Linten, siervazen en dergelijke voorwerpen worden gedurende drie maanden ter
beschikking gehouden van de rechthebbende indien deze daartoe tevoren een
mondeling of schriftelijk verzoek heeft gedaan bij de beheerder. Indien deze
voorwerpen na afloop van deze periode niet door de rechthebbende zijn
afgehaald, worden zij vernietigd.
Artikel
22. Verwijdering grafbedekking.
1.
Ingeval
van kennelijke verwaarlozing van het onderhoud van een particulier graf, kan
het college van kerkrentmeesters, voor zover de plicht van onderhoud van de
grafbedekking niet bij hem ligt, deze verwaarlozing in een schriftelijke
verklaring vastleggen en toezenden aan rechthebbende.
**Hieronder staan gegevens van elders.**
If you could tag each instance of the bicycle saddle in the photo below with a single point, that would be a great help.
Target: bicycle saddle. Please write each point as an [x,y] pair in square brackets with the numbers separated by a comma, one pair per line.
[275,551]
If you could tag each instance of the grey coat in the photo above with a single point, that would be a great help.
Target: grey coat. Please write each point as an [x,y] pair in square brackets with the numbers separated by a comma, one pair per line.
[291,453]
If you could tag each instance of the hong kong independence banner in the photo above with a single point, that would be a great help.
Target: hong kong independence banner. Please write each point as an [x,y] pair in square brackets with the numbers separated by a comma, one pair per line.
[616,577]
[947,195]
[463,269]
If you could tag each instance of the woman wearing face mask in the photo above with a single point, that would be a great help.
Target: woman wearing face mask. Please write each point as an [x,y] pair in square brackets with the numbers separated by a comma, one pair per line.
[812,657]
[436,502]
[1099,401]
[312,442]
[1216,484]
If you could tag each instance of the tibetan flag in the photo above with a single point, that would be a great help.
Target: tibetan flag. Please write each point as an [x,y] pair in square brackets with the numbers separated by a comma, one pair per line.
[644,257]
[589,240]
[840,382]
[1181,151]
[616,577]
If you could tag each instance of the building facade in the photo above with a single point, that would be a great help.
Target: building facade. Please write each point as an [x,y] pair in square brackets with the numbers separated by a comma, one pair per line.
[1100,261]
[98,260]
Rechthebbende dient
binnen één jaar na ontvangst daarvan in onderhoud te voorzien.
2.
Indien
de ontvangst van de verklaring, als genoemd in lid 1, niet bevestigd wordt,
maakt het college van kerkrentmeesters de verklaring bekend bij het graf en bij
de ingang van de begraafplaats, gedurende een periode van vijf jaar dan wel
totdat in die periode in het onderhoud is voorzien.
3.
Wanneer
toepassing is gegeven aan het gestelde in de hiervoor genoemde leden 1. en 2.
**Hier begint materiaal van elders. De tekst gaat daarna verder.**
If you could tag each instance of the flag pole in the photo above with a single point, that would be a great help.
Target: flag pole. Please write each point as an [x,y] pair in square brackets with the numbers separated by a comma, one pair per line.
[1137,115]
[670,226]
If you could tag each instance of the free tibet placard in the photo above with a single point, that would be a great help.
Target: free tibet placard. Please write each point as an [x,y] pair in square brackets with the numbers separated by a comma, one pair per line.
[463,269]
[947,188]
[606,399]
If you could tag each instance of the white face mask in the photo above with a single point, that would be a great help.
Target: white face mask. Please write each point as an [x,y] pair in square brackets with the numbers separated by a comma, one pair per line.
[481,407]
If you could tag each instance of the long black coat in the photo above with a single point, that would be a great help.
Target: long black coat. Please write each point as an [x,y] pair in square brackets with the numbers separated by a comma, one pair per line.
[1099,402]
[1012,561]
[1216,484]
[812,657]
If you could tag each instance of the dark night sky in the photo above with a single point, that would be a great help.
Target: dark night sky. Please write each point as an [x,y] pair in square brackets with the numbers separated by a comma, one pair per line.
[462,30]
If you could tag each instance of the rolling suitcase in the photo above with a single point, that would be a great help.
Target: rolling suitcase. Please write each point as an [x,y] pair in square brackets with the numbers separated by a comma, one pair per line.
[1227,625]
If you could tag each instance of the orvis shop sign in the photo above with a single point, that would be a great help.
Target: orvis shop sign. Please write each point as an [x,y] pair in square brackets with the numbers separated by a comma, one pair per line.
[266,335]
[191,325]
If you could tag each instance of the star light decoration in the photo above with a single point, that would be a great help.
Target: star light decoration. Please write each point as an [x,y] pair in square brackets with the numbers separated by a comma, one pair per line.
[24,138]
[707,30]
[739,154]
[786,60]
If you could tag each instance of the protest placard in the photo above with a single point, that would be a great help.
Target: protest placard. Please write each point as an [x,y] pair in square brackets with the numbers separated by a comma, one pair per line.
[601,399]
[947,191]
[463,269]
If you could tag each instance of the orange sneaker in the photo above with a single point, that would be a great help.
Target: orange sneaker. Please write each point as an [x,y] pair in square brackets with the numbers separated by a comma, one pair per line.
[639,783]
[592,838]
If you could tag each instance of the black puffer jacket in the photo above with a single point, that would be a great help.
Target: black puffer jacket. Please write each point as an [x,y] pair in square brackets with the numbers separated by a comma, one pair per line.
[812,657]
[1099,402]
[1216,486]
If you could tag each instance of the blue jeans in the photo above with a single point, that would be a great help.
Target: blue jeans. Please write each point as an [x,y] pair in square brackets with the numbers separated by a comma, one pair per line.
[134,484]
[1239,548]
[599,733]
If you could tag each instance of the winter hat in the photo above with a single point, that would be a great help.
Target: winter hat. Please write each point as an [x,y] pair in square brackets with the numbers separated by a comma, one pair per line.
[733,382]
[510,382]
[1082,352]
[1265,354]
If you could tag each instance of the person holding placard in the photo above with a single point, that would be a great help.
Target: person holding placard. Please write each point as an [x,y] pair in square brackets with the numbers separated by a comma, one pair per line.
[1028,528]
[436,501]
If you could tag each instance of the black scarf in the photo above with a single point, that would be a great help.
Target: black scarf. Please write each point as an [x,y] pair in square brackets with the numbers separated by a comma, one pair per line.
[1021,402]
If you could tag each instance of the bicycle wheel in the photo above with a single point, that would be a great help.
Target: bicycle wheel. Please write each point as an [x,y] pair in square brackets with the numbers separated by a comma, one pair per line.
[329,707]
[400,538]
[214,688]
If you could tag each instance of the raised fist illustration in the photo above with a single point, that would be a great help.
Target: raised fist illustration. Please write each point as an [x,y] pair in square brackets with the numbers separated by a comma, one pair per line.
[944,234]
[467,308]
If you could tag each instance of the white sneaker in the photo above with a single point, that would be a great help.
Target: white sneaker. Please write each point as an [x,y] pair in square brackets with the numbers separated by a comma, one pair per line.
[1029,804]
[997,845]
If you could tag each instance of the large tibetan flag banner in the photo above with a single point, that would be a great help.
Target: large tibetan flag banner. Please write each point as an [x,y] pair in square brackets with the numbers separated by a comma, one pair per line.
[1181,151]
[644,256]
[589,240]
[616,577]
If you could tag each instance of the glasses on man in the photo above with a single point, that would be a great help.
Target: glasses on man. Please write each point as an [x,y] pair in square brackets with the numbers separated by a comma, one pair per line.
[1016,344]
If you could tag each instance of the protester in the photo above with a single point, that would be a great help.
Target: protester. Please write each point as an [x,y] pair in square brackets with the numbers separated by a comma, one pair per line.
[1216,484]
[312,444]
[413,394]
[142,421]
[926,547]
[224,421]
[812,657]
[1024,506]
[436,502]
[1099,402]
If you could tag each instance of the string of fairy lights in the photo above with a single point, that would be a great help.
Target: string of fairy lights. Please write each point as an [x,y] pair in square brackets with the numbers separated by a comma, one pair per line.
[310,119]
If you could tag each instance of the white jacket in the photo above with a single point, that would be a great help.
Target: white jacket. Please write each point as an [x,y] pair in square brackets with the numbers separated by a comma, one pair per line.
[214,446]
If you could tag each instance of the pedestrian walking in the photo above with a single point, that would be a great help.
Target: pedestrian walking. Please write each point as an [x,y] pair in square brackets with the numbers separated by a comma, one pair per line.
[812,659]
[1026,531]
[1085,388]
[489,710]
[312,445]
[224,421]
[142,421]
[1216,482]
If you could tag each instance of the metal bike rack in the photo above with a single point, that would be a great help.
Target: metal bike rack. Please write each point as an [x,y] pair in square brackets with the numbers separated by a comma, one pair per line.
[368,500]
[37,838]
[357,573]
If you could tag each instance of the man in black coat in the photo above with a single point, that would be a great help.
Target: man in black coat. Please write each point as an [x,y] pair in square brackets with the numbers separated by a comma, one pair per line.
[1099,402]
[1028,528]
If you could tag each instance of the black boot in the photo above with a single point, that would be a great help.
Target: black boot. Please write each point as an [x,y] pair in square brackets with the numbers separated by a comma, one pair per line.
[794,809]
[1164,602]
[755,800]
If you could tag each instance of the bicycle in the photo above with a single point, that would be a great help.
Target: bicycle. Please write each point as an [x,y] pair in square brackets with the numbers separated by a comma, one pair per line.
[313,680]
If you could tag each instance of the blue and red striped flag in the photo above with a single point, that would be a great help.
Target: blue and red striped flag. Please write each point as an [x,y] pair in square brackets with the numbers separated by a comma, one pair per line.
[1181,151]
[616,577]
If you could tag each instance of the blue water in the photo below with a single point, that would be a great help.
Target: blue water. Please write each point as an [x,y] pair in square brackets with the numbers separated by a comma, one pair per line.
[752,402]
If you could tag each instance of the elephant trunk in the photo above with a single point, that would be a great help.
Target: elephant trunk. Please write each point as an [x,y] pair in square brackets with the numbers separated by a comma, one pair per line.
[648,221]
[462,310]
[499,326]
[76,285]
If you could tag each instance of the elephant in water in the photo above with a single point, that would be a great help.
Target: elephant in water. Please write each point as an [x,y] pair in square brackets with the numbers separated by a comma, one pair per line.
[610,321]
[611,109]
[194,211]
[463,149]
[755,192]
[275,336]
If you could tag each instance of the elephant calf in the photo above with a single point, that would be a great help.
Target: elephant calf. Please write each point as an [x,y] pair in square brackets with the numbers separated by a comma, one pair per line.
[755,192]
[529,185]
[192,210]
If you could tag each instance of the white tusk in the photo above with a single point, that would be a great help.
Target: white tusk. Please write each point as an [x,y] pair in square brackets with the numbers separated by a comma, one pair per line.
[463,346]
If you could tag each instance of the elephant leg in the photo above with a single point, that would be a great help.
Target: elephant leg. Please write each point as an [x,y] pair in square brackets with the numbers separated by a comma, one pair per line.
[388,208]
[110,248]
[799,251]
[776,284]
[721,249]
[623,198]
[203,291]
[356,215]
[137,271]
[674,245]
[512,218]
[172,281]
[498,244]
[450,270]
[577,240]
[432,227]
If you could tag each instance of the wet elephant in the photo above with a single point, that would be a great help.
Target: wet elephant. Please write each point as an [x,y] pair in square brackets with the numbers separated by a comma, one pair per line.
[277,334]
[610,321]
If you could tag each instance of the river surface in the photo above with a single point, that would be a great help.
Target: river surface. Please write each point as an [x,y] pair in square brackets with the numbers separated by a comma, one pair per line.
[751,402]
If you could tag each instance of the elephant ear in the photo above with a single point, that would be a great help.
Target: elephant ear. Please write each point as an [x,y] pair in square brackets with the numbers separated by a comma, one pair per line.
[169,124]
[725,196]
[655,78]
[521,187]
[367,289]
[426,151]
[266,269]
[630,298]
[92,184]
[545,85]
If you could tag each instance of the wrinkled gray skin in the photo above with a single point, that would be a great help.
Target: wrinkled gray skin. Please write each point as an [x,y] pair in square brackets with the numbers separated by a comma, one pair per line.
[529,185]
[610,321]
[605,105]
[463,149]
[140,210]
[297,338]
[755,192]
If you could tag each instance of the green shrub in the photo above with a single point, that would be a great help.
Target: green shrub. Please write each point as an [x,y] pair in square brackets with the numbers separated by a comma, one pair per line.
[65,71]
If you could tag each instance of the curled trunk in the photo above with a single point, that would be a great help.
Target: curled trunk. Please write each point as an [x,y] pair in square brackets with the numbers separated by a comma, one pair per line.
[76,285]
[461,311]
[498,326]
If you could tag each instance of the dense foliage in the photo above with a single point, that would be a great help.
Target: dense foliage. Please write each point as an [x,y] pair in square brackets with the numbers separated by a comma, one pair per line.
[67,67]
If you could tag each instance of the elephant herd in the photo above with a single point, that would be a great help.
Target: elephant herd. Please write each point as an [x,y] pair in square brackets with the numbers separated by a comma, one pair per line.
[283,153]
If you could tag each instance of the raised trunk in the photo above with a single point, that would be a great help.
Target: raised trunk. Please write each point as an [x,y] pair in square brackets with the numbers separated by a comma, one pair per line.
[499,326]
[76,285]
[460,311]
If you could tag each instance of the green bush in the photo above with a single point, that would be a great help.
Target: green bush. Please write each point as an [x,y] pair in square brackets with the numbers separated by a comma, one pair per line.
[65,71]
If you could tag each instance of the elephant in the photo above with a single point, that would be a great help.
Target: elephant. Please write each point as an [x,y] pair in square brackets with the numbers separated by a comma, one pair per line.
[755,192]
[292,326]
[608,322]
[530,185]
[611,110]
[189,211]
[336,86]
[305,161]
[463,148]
en niet alsnog in het onderhoud van het graf is voorzien, vervalt het recht op
het graf op het moment dat de periode van één dan wel vijf jaar, bedoeld in de
hiervoor genoemde leden 1. en 2. is verstreken.
4.
Als
het recht op een graf nog geen twintig jaar is gevestigd op het moment dat de
periode, bedoeld in lid 2. is verstreken, blijft de bekendmaking in stand
totdat de periode van twintig jaar is verstreken dan wel totdat in die periode
in het onderhoud is voorzien. Indien niet voordien in het onderhoud van het
graf is voorzien, vervalt het recht op het graf zodra de termijn van twintig
jaar is verstreken.
5.
Wanneer
het grafrecht na de expiratiedatum niet wordt verlengd, zal de grafbedekking
worden verwijderd. Dit kan ook door de rechthebbende worden gedaan. Bij
verwijdering van de complete grafbedekking / grafkelder (inclusief fundament)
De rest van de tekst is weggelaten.